El Departamento de Estado de Estados Unidos presentó este lunes un informe sobre las prácticas de derechos humanos en Honduras durante 2022, en el que resaltó que la corrupción y la falta de transparencia fueron dos problemas graves en el primer año del Gobierno de la presidenta Xiomara Castro, del partido Libertad y Refundación (Libre, de izquierda).
El informe resalta, principalmente, que el 2 de febrero de 2022 el Congreso Nacional de Honduras aprobó una ley de amnistía política.
La misma incluye, entre otras, la absolución de delitos penales, tales como abuso de autoridad, violación de los deberes de los funcionarios y malversación de caudales públicos.
En ese sentido, el Departamento de Estado rescató que la ley de amnistía absolvió de algunos de esos delitos a funcionarios que trabajaron durante el gobierno de Manuel Zelaya (2006-2009), quien fue derrocado por un golpe de Estado el 28 de junio de 2009 por promover un proyecto de constituyente a través de una consulta popular denominada «Cuarta Urna».
Zelaya, más conocido como «Mel», es esposo y asesor presidencial de la actual presidenta de Honduras, Xiomara Castro. Además de ser el coordinador general del partido Libre.
Entre los funcionarios beneficiados se encuentran el exministro de la Presidencia, Enrique Flores Lanza, el exgerente de Hondutel, Marcelo Chimirri y el exalcalde de San Pedro Sula, Rodolfo Padilla Sunseri.
Hasta octubre, al menos 24 acusados utilizaron la ley para que se desestimaran los casos de corrupción.
Un sistema judicial débil
El Departamento de Estado de Estados Unidos resaltó que, ante la corrupción y la falta de transparencia en el Gobierno, «las autoridades no implementaron la ley de manera efectiva y los funcionarios continuaron incurriendo en prácticas corruptas con impunidad. Hubo numerosos informes de corrupción gubernamental».

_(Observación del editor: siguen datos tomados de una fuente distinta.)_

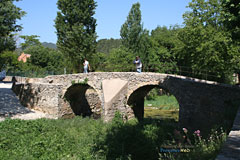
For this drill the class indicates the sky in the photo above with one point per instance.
(110, 15)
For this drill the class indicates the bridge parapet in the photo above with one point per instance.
(203, 104)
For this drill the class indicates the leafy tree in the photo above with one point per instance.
(231, 14)
(205, 46)
(75, 27)
(106, 45)
(8, 61)
(30, 41)
(98, 61)
(9, 14)
(120, 59)
(45, 59)
(132, 29)
(161, 53)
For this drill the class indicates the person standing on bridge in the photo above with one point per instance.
(138, 64)
(86, 66)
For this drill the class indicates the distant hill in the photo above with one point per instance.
(49, 45)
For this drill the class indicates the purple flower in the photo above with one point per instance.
(197, 132)
(185, 130)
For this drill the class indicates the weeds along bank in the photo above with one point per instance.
(84, 138)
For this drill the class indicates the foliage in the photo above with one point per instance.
(121, 58)
(106, 45)
(84, 138)
(231, 10)
(49, 139)
(49, 45)
(45, 59)
(98, 60)
(132, 29)
(8, 61)
(75, 27)
(205, 46)
(161, 57)
(9, 14)
(29, 41)
(164, 102)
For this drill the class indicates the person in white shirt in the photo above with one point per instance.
(85, 66)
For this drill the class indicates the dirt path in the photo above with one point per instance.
(11, 107)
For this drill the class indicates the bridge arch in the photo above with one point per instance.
(83, 100)
(137, 96)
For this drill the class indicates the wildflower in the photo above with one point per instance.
(185, 130)
(197, 132)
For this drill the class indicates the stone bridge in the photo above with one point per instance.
(202, 104)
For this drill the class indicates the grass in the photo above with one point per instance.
(163, 102)
(162, 107)
(88, 139)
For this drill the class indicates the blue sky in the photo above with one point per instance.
(110, 15)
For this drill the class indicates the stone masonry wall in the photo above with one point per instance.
(203, 104)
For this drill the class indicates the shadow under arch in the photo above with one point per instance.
(136, 98)
(84, 100)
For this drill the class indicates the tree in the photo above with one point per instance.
(30, 41)
(132, 29)
(75, 27)
(122, 58)
(161, 55)
(231, 10)
(106, 45)
(9, 14)
(205, 46)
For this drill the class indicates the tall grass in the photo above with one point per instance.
(84, 138)
(164, 102)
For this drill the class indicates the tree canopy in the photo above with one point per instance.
(75, 27)
(9, 14)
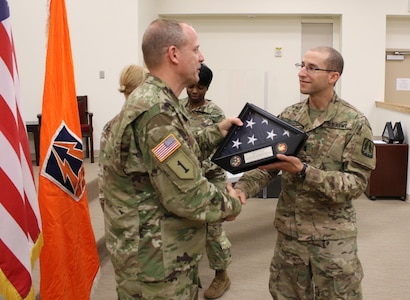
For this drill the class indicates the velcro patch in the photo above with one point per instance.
(166, 147)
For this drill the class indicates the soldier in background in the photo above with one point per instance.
(157, 201)
(131, 77)
(202, 113)
(315, 255)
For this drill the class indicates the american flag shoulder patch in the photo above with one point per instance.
(166, 147)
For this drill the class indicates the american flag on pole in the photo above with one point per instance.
(258, 141)
(168, 146)
(20, 233)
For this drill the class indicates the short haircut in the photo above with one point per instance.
(159, 36)
(205, 75)
(130, 78)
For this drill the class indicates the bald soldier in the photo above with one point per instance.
(157, 199)
(315, 256)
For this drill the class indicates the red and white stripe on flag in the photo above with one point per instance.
(20, 223)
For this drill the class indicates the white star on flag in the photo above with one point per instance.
(252, 139)
(271, 135)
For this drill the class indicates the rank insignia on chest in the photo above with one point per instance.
(166, 147)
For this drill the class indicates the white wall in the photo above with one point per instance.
(106, 35)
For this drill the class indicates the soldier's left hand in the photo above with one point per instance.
(227, 123)
(286, 163)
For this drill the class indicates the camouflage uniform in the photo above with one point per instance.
(315, 216)
(218, 246)
(157, 201)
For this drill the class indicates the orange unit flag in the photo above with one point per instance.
(20, 236)
(69, 259)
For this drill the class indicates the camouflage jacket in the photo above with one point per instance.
(201, 117)
(157, 201)
(340, 155)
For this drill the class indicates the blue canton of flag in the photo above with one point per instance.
(256, 131)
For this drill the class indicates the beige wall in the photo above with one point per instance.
(106, 35)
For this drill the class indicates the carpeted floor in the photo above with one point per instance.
(384, 249)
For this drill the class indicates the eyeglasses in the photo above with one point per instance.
(311, 69)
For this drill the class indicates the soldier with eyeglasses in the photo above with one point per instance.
(315, 256)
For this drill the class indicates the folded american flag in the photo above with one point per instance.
(257, 142)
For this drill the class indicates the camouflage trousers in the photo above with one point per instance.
(319, 270)
(184, 287)
(218, 247)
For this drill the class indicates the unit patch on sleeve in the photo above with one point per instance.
(166, 147)
(367, 148)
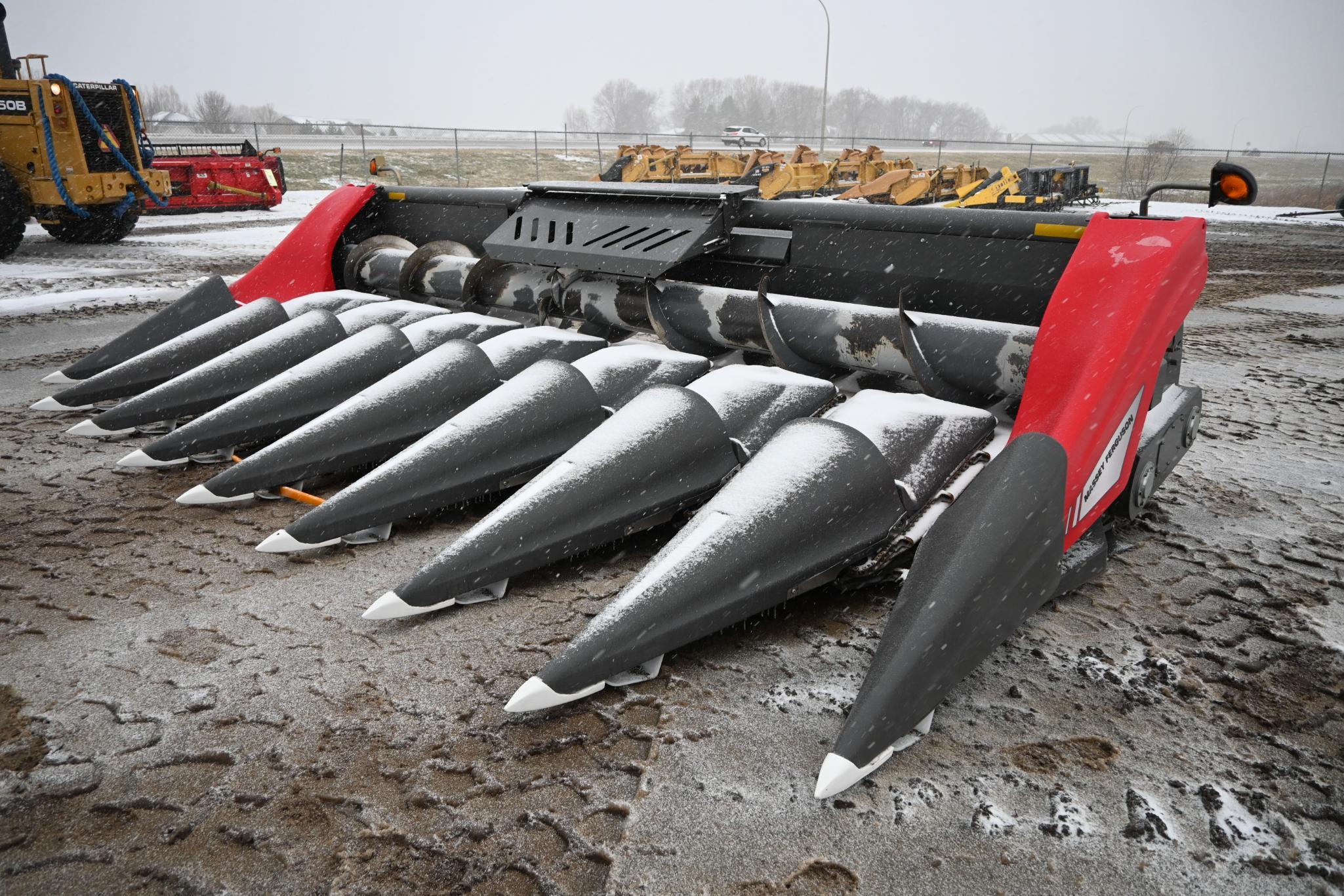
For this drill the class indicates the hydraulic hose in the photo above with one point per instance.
(93, 123)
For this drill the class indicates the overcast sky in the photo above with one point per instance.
(518, 64)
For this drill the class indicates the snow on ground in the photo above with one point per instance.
(1226, 214)
(183, 714)
(163, 256)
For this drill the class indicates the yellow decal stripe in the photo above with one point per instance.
(1061, 232)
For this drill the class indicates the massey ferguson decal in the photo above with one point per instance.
(1108, 469)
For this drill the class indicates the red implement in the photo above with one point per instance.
(1093, 371)
(220, 178)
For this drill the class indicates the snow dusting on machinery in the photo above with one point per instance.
(826, 394)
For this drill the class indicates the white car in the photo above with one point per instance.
(738, 136)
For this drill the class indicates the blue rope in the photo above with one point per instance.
(52, 163)
(147, 148)
(116, 152)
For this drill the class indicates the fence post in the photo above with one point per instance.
(457, 159)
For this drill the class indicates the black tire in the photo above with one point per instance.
(14, 214)
(98, 229)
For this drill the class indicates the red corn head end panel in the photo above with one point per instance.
(1117, 306)
(303, 261)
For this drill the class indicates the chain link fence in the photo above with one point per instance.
(323, 155)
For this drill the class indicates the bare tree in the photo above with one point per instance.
(159, 98)
(695, 105)
(857, 112)
(1077, 125)
(1156, 161)
(214, 110)
(577, 119)
(262, 115)
(622, 106)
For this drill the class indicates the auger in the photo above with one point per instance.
(962, 402)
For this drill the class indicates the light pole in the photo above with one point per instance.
(1124, 174)
(826, 85)
(1126, 138)
(1232, 142)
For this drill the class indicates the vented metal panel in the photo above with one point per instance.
(617, 229)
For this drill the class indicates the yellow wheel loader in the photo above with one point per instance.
(1003, 190)
(74, 155)
(906, 187)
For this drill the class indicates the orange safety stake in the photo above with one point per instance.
(293, 495)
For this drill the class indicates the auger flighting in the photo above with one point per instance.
(958, 401)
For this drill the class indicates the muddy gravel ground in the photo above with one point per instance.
(183, 715)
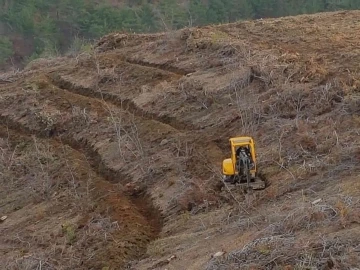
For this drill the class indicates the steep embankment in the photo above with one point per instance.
(149, 116)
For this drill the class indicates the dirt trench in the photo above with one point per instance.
(136, 211)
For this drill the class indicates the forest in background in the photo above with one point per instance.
(30, 29)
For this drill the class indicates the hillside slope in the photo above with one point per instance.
(87, 141)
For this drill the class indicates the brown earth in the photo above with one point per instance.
(112, 160)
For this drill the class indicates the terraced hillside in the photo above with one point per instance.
(112, 159)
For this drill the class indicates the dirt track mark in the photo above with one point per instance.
(164, 67)
(141, 201)
(125, 104)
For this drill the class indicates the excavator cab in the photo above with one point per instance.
(241, 167)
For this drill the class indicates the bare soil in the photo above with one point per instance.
(112, 159)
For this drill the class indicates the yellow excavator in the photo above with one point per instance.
(241, 167)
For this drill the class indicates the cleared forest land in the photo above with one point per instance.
(112, 159)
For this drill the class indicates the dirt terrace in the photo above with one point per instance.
(112, 159)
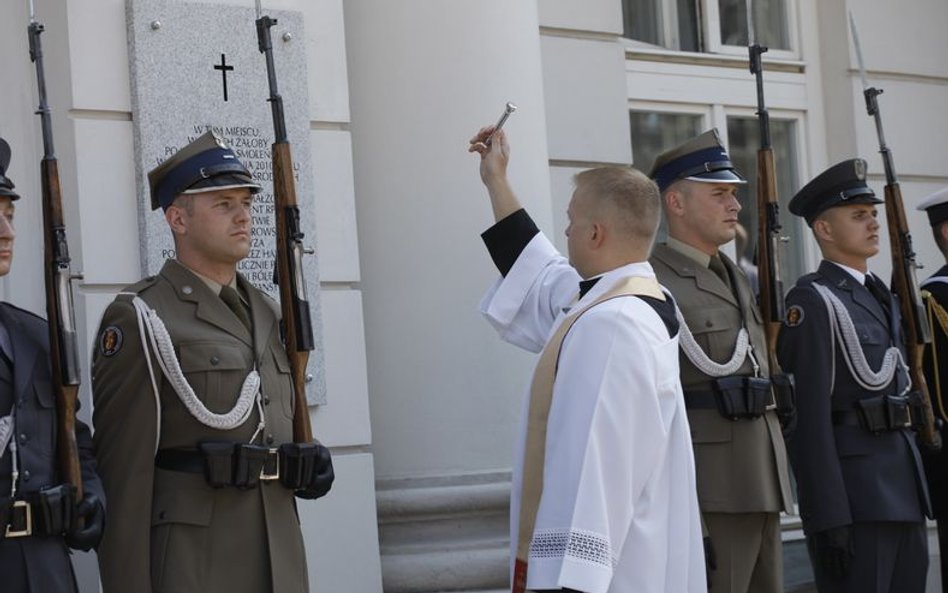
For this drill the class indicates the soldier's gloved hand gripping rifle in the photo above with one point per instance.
(315, 472)
(904, 280)
(768, 239)
(80, 517)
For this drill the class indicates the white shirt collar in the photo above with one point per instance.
(608, 280)
(859, 276)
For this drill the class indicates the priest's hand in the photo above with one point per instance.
(833, 550)
(494, 157)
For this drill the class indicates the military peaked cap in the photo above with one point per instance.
(936, 206)
(702, 158)
(207, 164)
(843, 184)
(6, 184)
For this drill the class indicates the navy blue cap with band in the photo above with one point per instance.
(842, 184)
(702, 159)
(6, 184)
(207, 164)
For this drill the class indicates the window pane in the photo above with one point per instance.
(770, 22)
(744, 138)
(659, 22)
(688, 26)
(653, 133)
(643, 20)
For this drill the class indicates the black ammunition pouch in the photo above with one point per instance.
(218, 463)
(917, 408)
(884, 413)
(48, 512)
(739, 398)
(299, 464)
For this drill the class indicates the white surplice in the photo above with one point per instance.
(619, 510)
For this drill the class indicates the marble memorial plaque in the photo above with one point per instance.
(196, 67)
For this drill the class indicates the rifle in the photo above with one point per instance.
(289, 267)
(63, 348)
(904, 280)
(770, 285)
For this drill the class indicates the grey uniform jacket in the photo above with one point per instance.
(169, 531)
(844, 473)
(43, 562)
(741, 465)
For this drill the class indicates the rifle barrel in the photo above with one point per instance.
(293, 302)
(63, 342)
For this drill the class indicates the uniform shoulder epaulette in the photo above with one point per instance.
(140, 286)
(808, 279)
(31, 315)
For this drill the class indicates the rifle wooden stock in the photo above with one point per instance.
(62, 334)
(295, 308)
(914, 320)
(768, 269)
(60, 316)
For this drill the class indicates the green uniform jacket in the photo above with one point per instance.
(168, 531)
(741, 465)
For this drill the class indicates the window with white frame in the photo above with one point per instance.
(654, 131)
(743, 143)
(715, 26)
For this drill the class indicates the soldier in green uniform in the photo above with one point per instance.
(740, 457)
(935, 293)
(194, 405)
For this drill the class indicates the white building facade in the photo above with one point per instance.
(422, 396)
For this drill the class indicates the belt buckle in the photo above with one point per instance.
(27, 511)
(271, 467)
(773, 401)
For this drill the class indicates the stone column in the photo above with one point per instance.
(444, 390)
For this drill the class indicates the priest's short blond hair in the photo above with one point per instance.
(624, 198)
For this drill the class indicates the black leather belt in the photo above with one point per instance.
(846, 418)
(180, 460)
(700, 400)
(18, 519)
(194, 461)
(44, 513)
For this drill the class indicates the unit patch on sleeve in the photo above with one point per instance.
(111, 341)
(794, 316)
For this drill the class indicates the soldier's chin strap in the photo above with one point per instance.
(844, 331)
(154, 334)
(697, 356)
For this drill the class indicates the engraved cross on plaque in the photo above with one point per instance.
(224, 68)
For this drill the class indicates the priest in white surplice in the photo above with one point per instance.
(603, 493)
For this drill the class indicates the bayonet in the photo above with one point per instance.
(904, 265)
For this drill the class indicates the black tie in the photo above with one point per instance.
(879, 291)
(6, 381)
(232, 300)
(716, 265)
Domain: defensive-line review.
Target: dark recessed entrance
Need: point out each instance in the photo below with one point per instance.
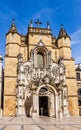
(43, 105)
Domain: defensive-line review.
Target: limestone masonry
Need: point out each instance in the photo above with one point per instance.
(39, 73)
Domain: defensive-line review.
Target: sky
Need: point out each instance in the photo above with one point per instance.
(57, 12)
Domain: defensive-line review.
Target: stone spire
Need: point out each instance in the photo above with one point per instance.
(13, 27)
(62, 32)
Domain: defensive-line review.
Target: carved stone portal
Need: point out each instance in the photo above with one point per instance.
(38, 85)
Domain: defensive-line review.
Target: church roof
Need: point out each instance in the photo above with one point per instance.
(13, 28)
(62, 33)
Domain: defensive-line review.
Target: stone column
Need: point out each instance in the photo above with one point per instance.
(60, 105)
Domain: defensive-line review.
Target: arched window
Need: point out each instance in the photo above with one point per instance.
(40, 60)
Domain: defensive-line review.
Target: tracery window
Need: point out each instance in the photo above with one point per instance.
(40, 60)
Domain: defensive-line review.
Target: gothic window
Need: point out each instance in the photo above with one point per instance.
(40, 60)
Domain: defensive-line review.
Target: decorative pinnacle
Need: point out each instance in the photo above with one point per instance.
(48, 25)
(38, 23)
(13, 21)
(62, 26)
(31, 21)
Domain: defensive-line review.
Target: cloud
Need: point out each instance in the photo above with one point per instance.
(78, 59)
(76, 37)
(43, 12)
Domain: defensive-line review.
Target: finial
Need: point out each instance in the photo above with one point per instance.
(31, 21)
(48, 25)
(38, 23)
(13, 21)
(62, 26)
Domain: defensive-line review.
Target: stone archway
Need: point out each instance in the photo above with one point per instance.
(48, 96)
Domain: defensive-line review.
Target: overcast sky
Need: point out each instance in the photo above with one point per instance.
(66, 12)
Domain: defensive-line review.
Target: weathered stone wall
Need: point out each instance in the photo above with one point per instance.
(14, 47)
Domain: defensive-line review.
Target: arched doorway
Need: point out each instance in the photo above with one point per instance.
(43, 106)
(47, 101)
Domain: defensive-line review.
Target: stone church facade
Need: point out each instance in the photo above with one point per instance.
(39, 73)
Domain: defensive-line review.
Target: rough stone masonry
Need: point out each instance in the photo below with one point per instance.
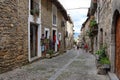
(13, 34)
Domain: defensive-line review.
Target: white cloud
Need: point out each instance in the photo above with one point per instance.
(78, 15)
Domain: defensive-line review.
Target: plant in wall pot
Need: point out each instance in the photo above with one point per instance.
(89, 33)
(35, 13)
(103, 61)
(50, 52)
(93, 23)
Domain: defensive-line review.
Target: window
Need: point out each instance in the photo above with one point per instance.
(54, 15)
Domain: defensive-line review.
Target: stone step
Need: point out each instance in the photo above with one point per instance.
(112, 76)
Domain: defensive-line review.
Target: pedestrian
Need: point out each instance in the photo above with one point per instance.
(43, 45)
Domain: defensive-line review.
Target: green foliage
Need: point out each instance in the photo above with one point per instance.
(93, 23)
(104, 60)
(50, 52)
(35, 12)
(90, 33)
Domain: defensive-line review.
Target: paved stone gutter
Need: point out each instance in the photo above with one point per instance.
(73, 65)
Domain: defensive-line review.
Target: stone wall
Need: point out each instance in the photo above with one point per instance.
(61, 29)
(13, 34)
(104, 20)
(46, 20)
(46, 12)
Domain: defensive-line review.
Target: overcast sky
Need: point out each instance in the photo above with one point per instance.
(78, 15)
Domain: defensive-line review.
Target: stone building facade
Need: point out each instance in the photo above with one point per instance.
(69, 33)
(21, 24)
(53, 21)
(107, 16)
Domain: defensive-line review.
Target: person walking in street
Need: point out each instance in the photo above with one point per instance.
(86, 47)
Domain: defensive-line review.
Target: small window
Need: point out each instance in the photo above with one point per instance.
(34, 10)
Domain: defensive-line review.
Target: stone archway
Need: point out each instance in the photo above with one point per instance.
(115, 43)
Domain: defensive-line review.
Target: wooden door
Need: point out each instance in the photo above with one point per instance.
(33, 40)
(117, 58)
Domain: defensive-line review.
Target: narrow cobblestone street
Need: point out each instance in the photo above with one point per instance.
(72, 65)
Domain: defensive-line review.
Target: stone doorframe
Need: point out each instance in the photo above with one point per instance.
(56, 38)
(112, 44)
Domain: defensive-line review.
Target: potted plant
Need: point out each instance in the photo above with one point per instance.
(93, 23)
(50, 52)
(89, 33)
(35, 12)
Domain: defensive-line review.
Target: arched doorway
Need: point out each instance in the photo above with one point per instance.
(117, 45)
(115, 41)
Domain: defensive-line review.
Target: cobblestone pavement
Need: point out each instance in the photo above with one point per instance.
(72, 65)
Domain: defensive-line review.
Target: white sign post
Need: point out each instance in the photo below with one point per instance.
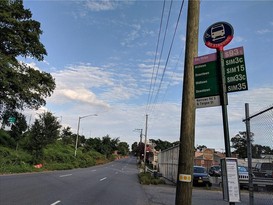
(230, 180)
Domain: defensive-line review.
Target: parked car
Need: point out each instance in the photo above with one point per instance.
(215, 171)
(263, 169)
(200, 176)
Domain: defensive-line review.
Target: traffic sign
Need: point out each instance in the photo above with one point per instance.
(235, 72)
(206, 76)
(210, 101)
(12, 119)
(218, 35)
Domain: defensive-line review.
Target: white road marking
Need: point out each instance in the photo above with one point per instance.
(56, 202)
(103, 178)
(65, 175)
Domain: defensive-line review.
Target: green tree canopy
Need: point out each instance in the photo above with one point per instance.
(44, 131)
(20, 85)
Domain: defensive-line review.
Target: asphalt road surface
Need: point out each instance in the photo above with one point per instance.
(115, 183)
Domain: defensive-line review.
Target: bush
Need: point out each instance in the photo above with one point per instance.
(12, 161)
(147, 178)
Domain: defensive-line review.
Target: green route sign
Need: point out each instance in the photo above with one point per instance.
(206, 76)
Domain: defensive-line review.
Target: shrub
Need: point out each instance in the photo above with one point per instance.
(147, 178)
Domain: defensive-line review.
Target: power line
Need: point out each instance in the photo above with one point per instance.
(157, 44)
(170, 49)
(161, 51)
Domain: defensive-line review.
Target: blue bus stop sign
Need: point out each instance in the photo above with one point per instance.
(218, 35)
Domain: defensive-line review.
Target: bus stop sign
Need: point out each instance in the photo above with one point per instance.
(218, 35)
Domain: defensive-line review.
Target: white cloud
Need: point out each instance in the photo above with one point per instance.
(263, 31)
(102, 5)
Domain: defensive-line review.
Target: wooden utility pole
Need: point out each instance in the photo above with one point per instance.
(145, 142)
(187, 129)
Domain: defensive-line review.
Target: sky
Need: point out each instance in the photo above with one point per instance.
(116, 60)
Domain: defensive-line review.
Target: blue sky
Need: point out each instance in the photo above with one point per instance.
(102, 56)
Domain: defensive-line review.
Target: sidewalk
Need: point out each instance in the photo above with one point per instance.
(165, 195)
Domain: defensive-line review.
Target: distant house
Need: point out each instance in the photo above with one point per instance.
(208, 157)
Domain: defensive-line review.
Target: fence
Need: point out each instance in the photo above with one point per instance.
(259, 132)
(259, 127)
(168, 163)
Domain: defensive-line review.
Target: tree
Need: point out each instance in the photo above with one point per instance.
(44, 131)
(18, 128)
(20, 85)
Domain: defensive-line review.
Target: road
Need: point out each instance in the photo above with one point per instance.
(114, 183)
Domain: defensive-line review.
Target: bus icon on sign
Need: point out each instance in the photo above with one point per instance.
(217, 32)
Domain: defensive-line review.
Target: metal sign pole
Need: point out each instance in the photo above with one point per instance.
(224, 102)
(223, 99)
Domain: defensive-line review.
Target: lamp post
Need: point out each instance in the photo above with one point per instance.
(77, 138)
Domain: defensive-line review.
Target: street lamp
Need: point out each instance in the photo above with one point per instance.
(77, 138)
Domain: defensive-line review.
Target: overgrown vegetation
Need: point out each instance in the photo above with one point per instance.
(47, 144)
(147, 178)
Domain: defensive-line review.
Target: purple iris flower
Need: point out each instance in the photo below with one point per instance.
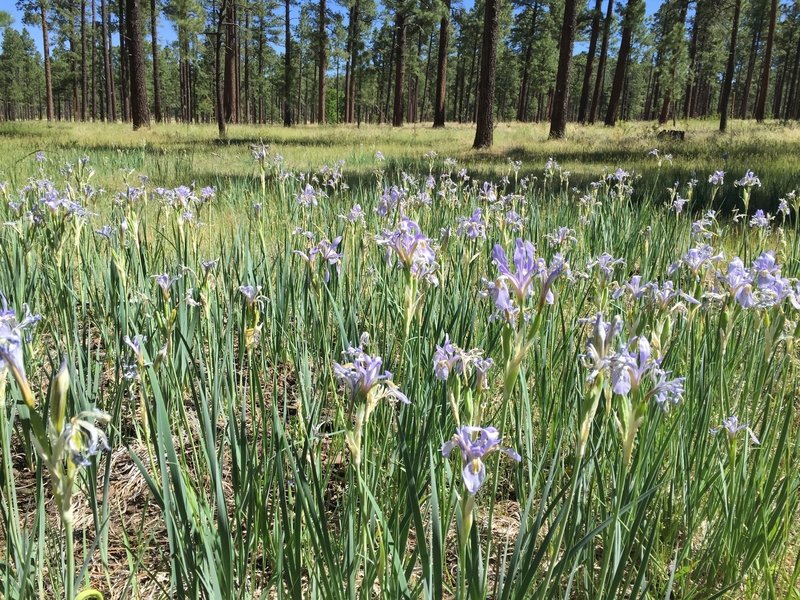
(749, 180)
(364, 373)
(475, 443)
(731, 426)
(412, 248)
(664, 294)
(717, 178)
(11, 336)
(634, 287)
(740, 283)
(250, 293)
(389, 200)
(482, 366)
(760, 220)
(165, 281)
(472, 227)
(699, 257)
(526, 267)
(599, 348)
(355, 214)
(561, 236)
(667, 392)
(629, 368)
(447, 359)
(514, 221)
(503, 304)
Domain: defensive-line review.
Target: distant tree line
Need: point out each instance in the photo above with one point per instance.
(356, 61)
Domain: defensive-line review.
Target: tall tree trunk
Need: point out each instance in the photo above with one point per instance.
(124, 64)
(219, 111)
(484, 131)
(622, 63)
(748, 80)
(524, 88)
(594, 108)
(522, 99)
(248, 117)
(287, 69)
(421, 114)
(140, 112)
(260, 69)
(84, 72)
(353, 33)
(761, 102)
(666, 105)
(441, 67)
(108, 71)
(75, 104)
(691, 79)
(48, 73)
(93, 63)
(156, 70)
(558, 118)
(587, 73)
(323, 62)
(792, 104)
(400, 67)
(727, 82)
(230, 95)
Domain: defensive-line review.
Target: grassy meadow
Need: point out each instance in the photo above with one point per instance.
(355, 363)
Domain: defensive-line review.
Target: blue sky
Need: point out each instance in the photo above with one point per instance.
(167, 33)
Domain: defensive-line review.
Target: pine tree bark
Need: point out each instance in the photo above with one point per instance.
(84, 72)
(761, 102)
(691, 80)
(230, 95)
(93, 64)
(666, 105)
(484, 117)
(441, 67)
(48, 72)
(558, 118)
(587, 73)
(792, 104)
(108, 71)
(156, 70)
(353, 32)
(323, 63)
(287, 69)
(222, 127)
(727, 82)
(748, 80)
(399, 68)
(614, 101)
(124, 64)
(140, 113)
(594, 108)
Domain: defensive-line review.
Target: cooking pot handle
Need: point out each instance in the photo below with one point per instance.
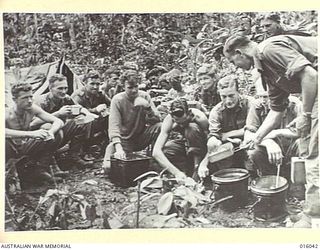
(251, 207)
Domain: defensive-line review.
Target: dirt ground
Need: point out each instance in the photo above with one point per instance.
(87, 199)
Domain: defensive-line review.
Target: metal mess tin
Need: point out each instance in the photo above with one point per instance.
(231, 182)
(270, 202)
(124, 171)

«El Gobierno procesó a algunos funcionarios que cometieron abusos contra los derechos humanos o se involucraron en corrupción, pero un sistema judicial débil y la corrupción fueron obstáculos importantes para obtener condenas», recalca el informe.
Asimismo, agrega que la corrupción, junto con la falta de recursos de investigación y las demoras judiciales, generaron una impunidad generalizada, incluso para los miembros de las fuerzas de seguridad.
El informe, además, evaluó aspectos como las cuestiones importantes de derechos humanos incluyendo informes de ejecuciones ilícitas o arbitrarias, incluidas ejecuciones extrajudiciales; torturas y casos de tratos o penas crueles, inhumanos o degradantes por parte de agentes del Estado.
Asimismo, condiciones penitenciarias duras y potencialmente mortales; arresto o detención arbitrarios; serias restricciones a la libertad de expresión y de los medios; falta de investigación y rendición de cuentas por la violencia de género; y delitos que impliquen violencia o amenazas de violencia contra comunidades indígenas y afrodescendientes.